Il piccolo mondo, dicevamo, è in primo luogo il teatro. Quel teatro che in verità si affacciava in quasi ognuna delle pellicole del regista, talvolta costituendone l'assunto principale, come nel caso de "Il volto", e in cui si mettevano in scena anche i conflitti e gli affetti famigliari, o le difficoltà di una comunicazione mai veramente libera da maschere.
Per un intervallo non breve, quel piccolo mondo è stato la chiesa. Un teatro freddo che non poteva offrire conforto, privo di luci e di spettatori. In "Luci d'inverno", sotto un palcoscenico che era l'altare, una donna avanzava al prete-attore (anch'egli schiavo di un ruolo) la proposta di accettare il suo amore terreno in cambio di quello di Dio, il suo amore vicino, non eterno ma che sapeva consolare, che rispondeva.
E' in altre parole ciò a cui invita la morale del padre, di amare il piccolo mondo, soprattutto di amarne gli imperfetti abitanti.
Tuttavia la enuncia in un tono che egli stesso riconosce come comicamente solenne, con pena e urgenza, dacché sente la morte vicina, che sin dalla prima inquadratura gli ha tolto il sorriso degli altri.
Essa arriva, proprio sul palcoscenico. La morte, per Bergman, ha da tempo smesso di giocare a scacchi. Nell'episodio grave della scomparsa del padre, simboli ricorrenti nell'opera dell'autore (su tutti il pendolo fermo) si alternano a immagini di crudo realismo: il secchio del vomito, le medicine, la stretta di mano ghiacciata, nella sequenza successiva le grida straziate della madre. L'avvenimento ci è ancora raccontato dalla prospettiva di Alexander, attraverso l'incomprensione e la rabbia di un bambino. Quella rabbia che lo porterà a ripetere parolacce durante la celebrazione funebre (così diversa da quella natalizia che si è da poco conclusa) o a inventarsi storie, o a rifiutare l'obbedienza, ora ad avvicinare più volte la sua lanterna magica su pareti sempre più oscure. Il fantasma del padre appare com'egli stesso aveva presentito in punto di morte. Appare con un abito chiaro. Appare preoccupato, di frequente, con gli occhi fissi sui due bambini, lontano e ancora in famiglia.
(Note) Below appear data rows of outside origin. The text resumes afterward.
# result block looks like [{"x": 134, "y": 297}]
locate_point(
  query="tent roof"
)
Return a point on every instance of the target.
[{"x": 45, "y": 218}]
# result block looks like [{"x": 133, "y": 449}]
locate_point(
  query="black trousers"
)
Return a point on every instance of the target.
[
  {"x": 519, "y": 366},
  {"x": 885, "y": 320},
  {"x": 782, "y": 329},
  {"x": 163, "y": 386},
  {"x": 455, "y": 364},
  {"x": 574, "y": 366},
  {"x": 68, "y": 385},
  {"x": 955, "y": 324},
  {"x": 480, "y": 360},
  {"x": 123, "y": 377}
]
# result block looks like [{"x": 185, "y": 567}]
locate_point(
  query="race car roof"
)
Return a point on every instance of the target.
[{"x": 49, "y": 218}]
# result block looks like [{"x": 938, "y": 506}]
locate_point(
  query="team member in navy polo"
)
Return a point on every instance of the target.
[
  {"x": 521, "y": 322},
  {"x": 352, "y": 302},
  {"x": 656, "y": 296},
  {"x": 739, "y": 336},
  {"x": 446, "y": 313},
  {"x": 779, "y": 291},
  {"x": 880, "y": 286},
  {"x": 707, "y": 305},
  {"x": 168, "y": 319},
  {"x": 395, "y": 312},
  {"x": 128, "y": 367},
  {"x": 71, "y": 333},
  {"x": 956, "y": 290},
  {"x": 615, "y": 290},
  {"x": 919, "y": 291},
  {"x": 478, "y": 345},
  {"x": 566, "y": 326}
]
Anche il periodo di conoscenza tra la vedova madre e il vescovo Vergerus (un nome non nuovo nella filmografia dell'autore) ci viene narrato dal punto di vista di Alexander, un momento cinematograficamente molto breve, intravisto appena dal bambino che ne è tenuto a distanza. La morte del padre e la conseguente unione tra il vescovo e la madre di Fanny e Alexander segnano di fatto la fine del primo grande periodo del film e l'inizio del secondo.
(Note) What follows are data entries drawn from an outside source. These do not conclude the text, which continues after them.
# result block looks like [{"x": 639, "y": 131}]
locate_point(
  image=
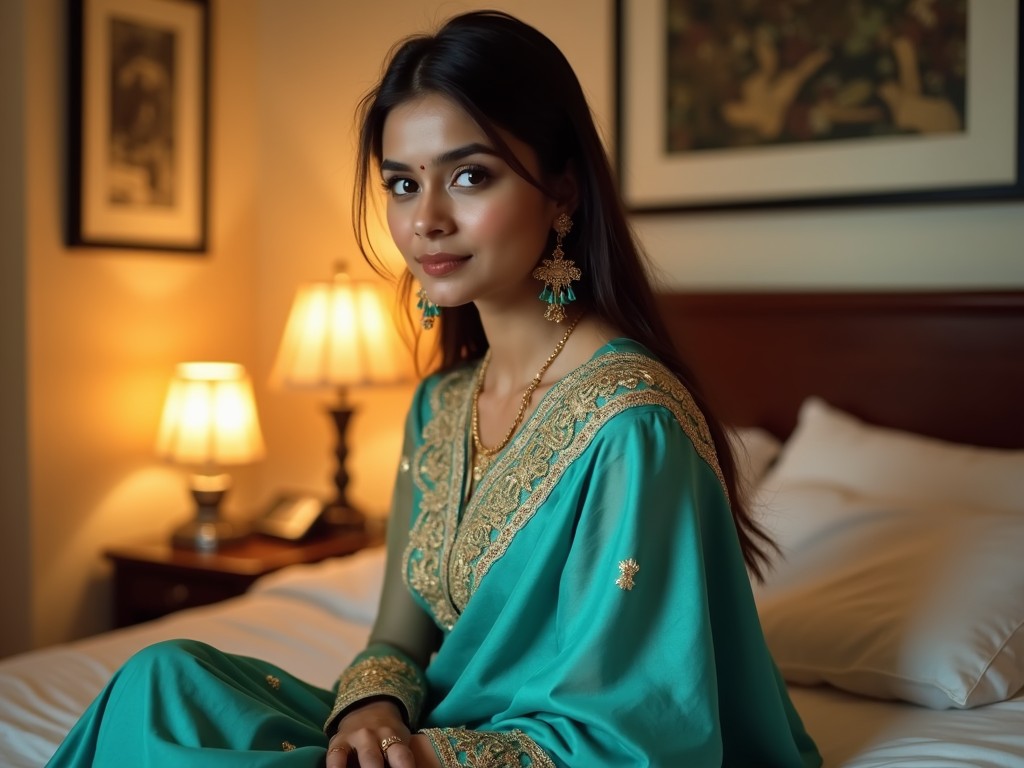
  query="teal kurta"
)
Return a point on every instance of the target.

La donna e i due figli si trasferiscono nel vescovado sotto richiesta del vescovo stesso.
L'ambientazione e i personaggi cambiano completamente, tutto perde di vitalità e s'irrigidisce. Il rosso e i colori caldi del primo periodo lasciano spazio a tinte sbiadite e quasi inesistenti. Le stanze ricche di oggetti a mura spoglie, inflessibili. Le tavole imbandite a mense grigie. Le domestiche allegre a serve contrite. I tendaggi a inferriate. Un'atmosfera che rimanda senza dubbio al cinema di Dreyer.
"Voglio che tu e i tuoi figli veniate nella mia casa senza avere nulla"
Chiaramente la disciplina che intende imporre il patrigno non è la medesima di cui parlava il padre durante il suo discorso iniziale.
In questo nuovo clima di austerità e di privazione anche la religiosità, descritta a inizio opera mediante le recite e le letture serene, assume un valore opprimente. Il vescovo, l'uomo vestito di nero (si noti il contrasto con l'abito chiaro del fantasma del defunto), impersona ora il vero padre di Bergman, quel pastore luterano che mai seppe unire l'affetto di un genitore a un'educazione incentrata sul rigore e sul castigo: in lui, nei suoi metodi duri, l'autore individua la causa prima della propria inquietudine esistenziale. Ed è probabilmente da quell'ordine obbligato che, di contro, Ingmar maturerà la sua confusione emotiva e poi creativa, ovunque ossessionata dal dubbio, recante ancora i solchi di quel timbro severo.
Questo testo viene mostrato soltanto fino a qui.